The Oregon Coast is prone to tsunamis due to its location along the Cascadia Subduction Zone (CSZ), a 700-mile-long “megathrust” fault that runs offshore from British Columbia to northern California. Most of the time, tectonic plates move incredibly slowly and harmlessly, but every once in a while they become stuck, releasing a massive amount of energy in the form of an earthquake when they break free. When this happens along a seafloor, it can then trigger a tsunami. The more stress and tension accumulate along the Cascadia Subduction Zone, the larger the earthquake and tsunami will be.
How common are tsunamis in Oregon?
Oregon has a 37% chance of experiencing an earthquake of 7.1 magnitude or greater and a subsequent tsunami sometime in the next 50 years, according to the Oregon Department of Emergency Management. If an earthquake originating in the Cascadia Subduction Zone reached a magnitude of 9.0 or greater, the resulting 100-foot tsunami would likely hit the Oregon Coast within just 15 to 20 minutes.

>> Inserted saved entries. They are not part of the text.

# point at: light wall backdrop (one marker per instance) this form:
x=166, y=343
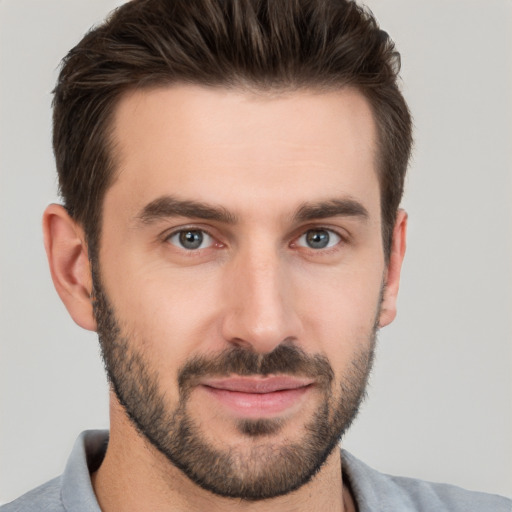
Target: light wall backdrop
x=440, y=398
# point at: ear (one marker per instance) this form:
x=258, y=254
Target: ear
x=392, y=277
x=64, y=241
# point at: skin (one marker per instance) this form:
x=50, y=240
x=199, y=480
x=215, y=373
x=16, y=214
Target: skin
x=254, y=284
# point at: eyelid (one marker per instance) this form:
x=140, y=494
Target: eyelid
x=342, y=236
x=168, y=234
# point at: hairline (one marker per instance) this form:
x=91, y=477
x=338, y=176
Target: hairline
x=241, y=85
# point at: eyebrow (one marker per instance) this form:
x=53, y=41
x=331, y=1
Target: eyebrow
x=332, y=208
x=168, y=206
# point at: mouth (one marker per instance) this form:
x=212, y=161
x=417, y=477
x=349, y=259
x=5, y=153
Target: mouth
x=258, y=397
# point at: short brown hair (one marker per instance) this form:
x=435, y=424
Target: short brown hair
x=263, y=44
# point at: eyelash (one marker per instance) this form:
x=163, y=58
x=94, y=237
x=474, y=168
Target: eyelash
x=342, y=239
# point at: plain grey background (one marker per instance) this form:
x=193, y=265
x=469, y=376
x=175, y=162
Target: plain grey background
x=440, y=399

The last major earthquake along the Cascadia Subduction Zone occurred in 1700 with a devastating magnitude of 9.0. Indigenous oral history published in 2005 in Seismological Research Letters describes massive saltwater flooding and a force so strong “people could neither stand nor sit for the extreme motion of the earth.” There’s no precise record of how many people died in the earthquake of 1700, but the devastation was extensive. “The next one might not be for another 100 years or even 200 years,” Ed Nissen, a researcher at the University of Victoria, told CTVNews. “But it’s also true to say it could happen tomorrow.”
The type of tsunami caused by the Cascadia Subduction Zone or another nearby fault is defined as “local” due to the earthquake’s close proximity. However, Oregon can also experience “distant” tsunamis, which travel across the ocean and give people more time to escape. For instance, in 1964, a magnitude 9.2 earthquake occurred in Alaska, causing a tsunami to race across the ocean at 500 mph before inundating Cannon Beach and other coastal communities.